Below is question I sent to the techies at RT and I did'nt get the answer I was looking for.  

I recently sent a question on the battery isolator hookup on my 1991 Dodge B250 Trek. RT's response was to tell me what the standard hookup is, which I already know. The problem is ,  I still don't know what the wire is thats comming out of the firewall that is green and turnes into black. The alternator output red wire is currently directly connected to the battery + connector. That red one should be connected to the middle terminal on the isolater. I dont know if that green-to-black wire is supposed to be connected to the primary battery side of the isolator no1 terminal. Seems like there has to be a wire connected to the engine positive  terminal side of the primary battery. 
I need to know what the green to black wire thats coming out of the firewall and where its supposed to be connected to. The puzzling thing is that it has current (its hot) with the motor off (no alternator) while it is not connected to anything.

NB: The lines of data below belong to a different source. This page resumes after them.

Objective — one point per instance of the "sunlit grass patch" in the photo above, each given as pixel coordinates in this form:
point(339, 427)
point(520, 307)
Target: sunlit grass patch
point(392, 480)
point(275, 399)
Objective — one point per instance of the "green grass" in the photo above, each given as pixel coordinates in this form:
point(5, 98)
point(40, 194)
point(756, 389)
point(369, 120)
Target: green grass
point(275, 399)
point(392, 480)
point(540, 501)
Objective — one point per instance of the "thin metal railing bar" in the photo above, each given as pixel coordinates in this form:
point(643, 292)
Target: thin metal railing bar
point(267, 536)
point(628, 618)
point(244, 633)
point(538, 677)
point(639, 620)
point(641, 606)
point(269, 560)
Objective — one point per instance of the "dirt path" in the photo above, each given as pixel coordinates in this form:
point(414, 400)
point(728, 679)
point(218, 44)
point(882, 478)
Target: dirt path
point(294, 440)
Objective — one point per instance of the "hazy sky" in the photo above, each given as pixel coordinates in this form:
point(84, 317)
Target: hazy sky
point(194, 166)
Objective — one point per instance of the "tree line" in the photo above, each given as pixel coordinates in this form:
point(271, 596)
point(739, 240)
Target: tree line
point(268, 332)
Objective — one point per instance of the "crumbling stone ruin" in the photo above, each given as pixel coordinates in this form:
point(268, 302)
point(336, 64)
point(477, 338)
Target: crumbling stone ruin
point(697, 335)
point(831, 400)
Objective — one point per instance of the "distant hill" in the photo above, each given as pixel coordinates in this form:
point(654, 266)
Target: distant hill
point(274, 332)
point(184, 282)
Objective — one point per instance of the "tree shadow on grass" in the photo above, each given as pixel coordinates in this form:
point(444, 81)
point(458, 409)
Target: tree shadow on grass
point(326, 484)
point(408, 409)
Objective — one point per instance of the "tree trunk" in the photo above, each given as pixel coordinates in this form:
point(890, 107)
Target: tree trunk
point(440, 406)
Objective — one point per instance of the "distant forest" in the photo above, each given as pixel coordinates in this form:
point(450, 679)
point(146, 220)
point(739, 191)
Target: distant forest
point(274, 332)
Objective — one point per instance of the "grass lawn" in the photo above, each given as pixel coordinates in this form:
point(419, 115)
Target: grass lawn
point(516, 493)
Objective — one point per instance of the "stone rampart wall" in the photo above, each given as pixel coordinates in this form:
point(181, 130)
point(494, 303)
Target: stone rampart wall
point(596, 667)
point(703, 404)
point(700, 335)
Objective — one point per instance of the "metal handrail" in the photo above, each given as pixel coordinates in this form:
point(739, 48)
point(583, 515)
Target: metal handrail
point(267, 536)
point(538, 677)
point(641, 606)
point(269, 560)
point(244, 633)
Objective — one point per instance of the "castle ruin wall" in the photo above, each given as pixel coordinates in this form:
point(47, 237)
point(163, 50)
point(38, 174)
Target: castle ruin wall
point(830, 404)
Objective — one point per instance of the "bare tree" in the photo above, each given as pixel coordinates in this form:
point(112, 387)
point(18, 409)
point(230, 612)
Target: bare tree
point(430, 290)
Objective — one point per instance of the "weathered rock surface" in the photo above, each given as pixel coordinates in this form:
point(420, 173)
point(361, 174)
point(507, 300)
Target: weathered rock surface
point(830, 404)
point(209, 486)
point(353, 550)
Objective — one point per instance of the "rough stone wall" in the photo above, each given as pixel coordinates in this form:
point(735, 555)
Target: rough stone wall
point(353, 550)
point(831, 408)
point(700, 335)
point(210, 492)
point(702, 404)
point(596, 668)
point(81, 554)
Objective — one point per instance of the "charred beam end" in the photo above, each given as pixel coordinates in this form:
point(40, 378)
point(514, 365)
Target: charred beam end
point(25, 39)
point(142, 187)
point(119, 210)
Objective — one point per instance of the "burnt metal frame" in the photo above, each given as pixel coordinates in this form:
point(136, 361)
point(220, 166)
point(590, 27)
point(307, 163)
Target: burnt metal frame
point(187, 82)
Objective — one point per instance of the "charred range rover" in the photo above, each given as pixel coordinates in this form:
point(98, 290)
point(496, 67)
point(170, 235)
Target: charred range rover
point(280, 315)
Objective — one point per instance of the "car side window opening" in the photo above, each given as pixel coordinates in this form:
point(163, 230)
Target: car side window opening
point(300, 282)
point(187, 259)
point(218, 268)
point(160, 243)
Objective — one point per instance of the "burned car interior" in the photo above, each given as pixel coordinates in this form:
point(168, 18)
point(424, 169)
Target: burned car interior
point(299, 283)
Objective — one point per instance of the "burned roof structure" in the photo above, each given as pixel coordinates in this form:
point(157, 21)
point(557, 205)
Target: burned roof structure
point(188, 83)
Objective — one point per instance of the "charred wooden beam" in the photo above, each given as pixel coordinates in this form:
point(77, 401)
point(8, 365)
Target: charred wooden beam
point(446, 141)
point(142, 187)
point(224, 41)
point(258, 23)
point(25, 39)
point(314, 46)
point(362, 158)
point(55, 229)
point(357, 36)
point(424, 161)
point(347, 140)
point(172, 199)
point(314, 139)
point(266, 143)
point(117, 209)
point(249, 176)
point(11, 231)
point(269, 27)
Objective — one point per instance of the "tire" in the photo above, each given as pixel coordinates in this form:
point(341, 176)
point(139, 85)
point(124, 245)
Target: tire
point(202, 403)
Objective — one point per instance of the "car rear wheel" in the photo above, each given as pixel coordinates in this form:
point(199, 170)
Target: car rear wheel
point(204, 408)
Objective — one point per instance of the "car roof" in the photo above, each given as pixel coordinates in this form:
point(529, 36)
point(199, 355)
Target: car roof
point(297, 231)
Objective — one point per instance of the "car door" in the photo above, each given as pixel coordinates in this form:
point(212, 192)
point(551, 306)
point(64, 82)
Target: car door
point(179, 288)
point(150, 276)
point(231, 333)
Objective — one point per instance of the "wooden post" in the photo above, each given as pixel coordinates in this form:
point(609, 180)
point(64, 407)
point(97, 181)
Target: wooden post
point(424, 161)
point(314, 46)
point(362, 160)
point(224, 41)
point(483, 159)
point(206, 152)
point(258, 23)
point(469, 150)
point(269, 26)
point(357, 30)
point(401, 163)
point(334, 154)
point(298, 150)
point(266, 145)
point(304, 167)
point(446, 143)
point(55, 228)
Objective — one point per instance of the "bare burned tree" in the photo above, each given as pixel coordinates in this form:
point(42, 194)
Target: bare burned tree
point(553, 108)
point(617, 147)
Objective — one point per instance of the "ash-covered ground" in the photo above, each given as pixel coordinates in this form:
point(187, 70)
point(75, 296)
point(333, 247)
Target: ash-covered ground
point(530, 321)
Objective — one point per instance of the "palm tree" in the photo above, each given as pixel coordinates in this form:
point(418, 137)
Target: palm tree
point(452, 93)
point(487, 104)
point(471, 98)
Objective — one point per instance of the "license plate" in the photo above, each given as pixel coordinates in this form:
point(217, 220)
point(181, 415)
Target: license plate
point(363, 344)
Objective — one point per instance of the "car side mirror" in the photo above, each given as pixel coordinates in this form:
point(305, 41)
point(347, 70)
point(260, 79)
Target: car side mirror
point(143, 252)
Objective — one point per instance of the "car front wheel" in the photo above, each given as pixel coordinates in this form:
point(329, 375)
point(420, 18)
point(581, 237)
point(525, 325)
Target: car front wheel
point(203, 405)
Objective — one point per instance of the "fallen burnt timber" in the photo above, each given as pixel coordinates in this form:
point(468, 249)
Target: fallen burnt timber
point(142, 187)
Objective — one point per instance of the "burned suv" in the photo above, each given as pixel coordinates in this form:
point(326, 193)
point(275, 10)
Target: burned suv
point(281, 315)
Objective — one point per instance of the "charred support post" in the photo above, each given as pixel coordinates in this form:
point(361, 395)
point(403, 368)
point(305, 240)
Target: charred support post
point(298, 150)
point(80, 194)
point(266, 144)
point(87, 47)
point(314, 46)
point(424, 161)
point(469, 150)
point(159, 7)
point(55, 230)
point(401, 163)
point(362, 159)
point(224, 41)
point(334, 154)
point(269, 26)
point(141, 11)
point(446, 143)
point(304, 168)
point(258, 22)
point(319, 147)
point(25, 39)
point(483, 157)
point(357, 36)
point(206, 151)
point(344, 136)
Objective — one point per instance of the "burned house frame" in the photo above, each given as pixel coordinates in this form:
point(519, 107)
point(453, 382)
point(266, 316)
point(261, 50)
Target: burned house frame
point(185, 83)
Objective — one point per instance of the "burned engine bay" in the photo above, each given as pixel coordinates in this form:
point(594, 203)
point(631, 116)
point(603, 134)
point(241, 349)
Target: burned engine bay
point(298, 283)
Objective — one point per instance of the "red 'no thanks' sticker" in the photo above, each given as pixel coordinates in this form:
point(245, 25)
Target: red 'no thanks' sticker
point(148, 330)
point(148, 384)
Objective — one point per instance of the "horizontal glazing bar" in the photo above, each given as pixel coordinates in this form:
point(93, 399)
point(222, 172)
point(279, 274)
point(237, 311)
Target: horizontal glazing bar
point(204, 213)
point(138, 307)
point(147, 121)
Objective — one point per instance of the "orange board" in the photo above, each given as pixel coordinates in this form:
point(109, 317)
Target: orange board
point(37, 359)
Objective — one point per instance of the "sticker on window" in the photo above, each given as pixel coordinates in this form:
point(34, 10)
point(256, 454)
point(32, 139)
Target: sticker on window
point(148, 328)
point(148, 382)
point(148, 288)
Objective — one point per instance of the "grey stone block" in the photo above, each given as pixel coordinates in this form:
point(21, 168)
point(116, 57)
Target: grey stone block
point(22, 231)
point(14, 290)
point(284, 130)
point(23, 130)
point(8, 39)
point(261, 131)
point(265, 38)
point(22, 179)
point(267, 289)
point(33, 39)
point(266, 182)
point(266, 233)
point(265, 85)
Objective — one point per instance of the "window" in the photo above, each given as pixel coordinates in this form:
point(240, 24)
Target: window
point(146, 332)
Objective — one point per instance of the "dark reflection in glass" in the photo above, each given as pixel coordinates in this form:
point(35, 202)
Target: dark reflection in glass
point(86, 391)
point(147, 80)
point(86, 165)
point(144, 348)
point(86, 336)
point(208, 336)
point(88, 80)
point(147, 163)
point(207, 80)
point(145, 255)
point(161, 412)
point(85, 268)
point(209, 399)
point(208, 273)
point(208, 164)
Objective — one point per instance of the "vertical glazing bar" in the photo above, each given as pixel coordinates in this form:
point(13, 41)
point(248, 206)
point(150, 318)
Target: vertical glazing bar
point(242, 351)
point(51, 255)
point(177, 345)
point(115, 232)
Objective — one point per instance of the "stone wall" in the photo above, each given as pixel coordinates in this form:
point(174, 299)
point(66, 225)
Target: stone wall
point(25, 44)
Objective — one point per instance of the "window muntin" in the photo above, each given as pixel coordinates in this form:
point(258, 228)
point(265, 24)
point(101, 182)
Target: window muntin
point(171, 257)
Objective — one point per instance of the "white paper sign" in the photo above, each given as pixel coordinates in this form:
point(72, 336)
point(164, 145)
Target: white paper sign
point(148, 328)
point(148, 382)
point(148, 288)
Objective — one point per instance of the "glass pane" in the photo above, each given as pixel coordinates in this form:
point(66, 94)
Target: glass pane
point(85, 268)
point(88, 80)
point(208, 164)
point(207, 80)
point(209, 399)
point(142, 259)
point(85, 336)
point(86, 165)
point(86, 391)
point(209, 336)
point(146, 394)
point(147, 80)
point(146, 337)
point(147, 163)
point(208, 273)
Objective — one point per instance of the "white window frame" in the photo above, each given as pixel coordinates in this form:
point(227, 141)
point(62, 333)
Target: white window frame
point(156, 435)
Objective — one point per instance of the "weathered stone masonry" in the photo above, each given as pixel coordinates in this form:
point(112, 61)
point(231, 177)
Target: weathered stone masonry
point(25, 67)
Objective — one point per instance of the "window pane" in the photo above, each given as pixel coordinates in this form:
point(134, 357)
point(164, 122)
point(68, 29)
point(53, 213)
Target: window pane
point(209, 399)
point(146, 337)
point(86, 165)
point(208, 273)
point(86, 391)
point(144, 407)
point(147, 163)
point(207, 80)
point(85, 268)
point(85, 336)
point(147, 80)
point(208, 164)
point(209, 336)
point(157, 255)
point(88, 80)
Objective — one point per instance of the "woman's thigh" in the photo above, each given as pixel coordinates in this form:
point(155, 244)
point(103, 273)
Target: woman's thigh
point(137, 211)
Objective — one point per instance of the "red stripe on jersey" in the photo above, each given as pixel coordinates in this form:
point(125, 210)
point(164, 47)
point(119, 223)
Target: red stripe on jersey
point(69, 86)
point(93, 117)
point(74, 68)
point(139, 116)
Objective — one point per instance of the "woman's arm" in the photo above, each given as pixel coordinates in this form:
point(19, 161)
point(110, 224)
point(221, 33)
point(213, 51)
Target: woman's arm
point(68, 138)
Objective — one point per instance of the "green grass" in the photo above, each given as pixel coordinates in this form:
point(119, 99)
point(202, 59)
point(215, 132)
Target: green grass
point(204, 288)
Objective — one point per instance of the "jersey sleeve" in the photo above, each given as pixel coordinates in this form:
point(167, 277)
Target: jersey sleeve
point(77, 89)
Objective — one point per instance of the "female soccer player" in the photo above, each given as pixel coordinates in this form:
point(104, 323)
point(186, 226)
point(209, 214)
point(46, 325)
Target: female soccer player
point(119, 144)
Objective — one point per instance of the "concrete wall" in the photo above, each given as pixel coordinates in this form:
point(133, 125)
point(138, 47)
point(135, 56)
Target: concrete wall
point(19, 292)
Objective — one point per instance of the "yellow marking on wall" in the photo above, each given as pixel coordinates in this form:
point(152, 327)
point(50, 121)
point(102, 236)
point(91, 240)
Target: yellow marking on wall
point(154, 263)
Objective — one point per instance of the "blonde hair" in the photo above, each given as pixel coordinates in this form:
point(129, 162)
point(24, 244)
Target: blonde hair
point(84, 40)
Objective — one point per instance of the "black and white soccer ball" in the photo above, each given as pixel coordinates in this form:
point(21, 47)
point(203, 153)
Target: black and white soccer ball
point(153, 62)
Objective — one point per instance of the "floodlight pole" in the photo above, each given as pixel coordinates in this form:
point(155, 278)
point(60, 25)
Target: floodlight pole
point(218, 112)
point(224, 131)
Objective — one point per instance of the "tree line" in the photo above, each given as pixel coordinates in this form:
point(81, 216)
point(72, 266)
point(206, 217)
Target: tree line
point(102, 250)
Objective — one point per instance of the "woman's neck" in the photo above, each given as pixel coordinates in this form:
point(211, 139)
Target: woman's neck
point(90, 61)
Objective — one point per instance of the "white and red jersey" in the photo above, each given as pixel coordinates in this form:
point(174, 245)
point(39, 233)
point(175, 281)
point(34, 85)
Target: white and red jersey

Anybody that has a older 90's Treck may be able to help me.

Thanks,
rrtreker


----------



## s.harrington (Sep 28, 2006)

Re: 1991 Roadtrek Battery Isolater Hookup

Don't know wich style you have.  If it is the block style, the alternator wire hooks to the center,  Primary battery wire on the left terminal and secondary battery on the right terminal.  If its just a solenoid style there is no alternator wire.  A wire runs from the primary battery to one large terminal and a wire runs form the secondary wire to the other large teminal then a small wire runs from a hot when key is on terminal to the small terminal on the solenoid.  If you have the block style that wire may be the Battery charge wire of your harness.


----------



## ggtreker (Sep 28, 2006)

Re: 1991 Roadtrek Battery Isolater Hookup

Thanks for that info, it is a block style. I guess I'll need to figure out which one is the main alternator  charging wire and connect it to the center post of the isolater. 
Then connect the other wire to main battery.  If that checks out, then connect the house bat to the aux post of the isolater. If that doesnt work , I'll need to go under the dash and figure out excatly where the 2 wires comming out of the firewall originate.


----------